Table 1.  Crystal data and structure refinement parameters for 1–6

The photocatalytic activities of as-synthesised samples of complexes 1–4 were evaluated by the degradation of a model organic dye RhB under irradiation of a 400 W Hg lamp (365 nm). Each as-synthesised crystalline sample was obtained from the above preparation, which was firmly ground into a powder. In a typical process, 20 mg of a powder sample as a photocatalyst was added into 20 mL of RhB aqueous solution (0.14 g L⁻¹). The RhB aqueous solution was stirred for 0.5 h in the dark before irradiation to reach adsorption equilibrium between the catalyst and solution. The mixture was then exposed to a 400 W Hg lamp (365 nm). The lamp and each sample were put in a water bath while the temperature was kept lower than 35°C to avoid any temperature effect. At regular time intervals, 1 mL of suspension was continually taken out of the reaction cell and filtered. The filtrate was diluted to 10 mL by deionised water. The resulting solution was analysed on a Varian Cary-50 UV-vis spectrophotometer.
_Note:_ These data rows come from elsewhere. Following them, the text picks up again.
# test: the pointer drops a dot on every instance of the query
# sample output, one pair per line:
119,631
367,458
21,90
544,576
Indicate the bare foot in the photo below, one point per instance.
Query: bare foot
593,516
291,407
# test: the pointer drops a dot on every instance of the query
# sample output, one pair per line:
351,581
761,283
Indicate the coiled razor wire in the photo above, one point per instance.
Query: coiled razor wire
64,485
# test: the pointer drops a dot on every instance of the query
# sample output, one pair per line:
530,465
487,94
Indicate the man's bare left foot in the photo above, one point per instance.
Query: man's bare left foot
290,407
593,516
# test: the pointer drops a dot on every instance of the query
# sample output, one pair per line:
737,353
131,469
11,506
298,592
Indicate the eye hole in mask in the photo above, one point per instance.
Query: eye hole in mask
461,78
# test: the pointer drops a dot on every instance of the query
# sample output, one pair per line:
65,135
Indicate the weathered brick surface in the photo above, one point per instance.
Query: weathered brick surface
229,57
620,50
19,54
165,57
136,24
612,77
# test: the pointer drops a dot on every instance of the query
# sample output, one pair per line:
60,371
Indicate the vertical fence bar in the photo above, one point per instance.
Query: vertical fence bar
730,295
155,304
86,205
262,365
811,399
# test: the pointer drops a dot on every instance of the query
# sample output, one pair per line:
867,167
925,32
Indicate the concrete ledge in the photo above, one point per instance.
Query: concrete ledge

A uniform and stable suspension of the model complex 5 was prepared by grinding its crystalline solid (2 mg) and suspending the powder in deionised water (2 mL) by ultrasound mixing for 1 h. An aqueous solution (1 g L⁻¹) of PNP was injected into the suspension by a microsyringe and evenly mixed at room temperature. The luminescence intensities of the suspension were then measured on a spectrofluorometer at various time intervals.

CCDC 1900658–1900661, 1902625, and 1902628 contain the supplementary crystallographic data for this paper. These data can be obtained free of charge via www.ccdc.cam.ac.uk/data_request/cif, or by emailing data_request@ccdc.cam.ac.uk, or by contacting The Cambridge Crystallographic Data Centre, 12 Union Road, Cambridge CB2 1EZ, UK; fax: +44 1223 336033.

The selected bond lengths and angles, TGA curves and as-synthesised and simulated PXRD patterns are available on the Journal’s website.

The authors declare no conflicts of interest.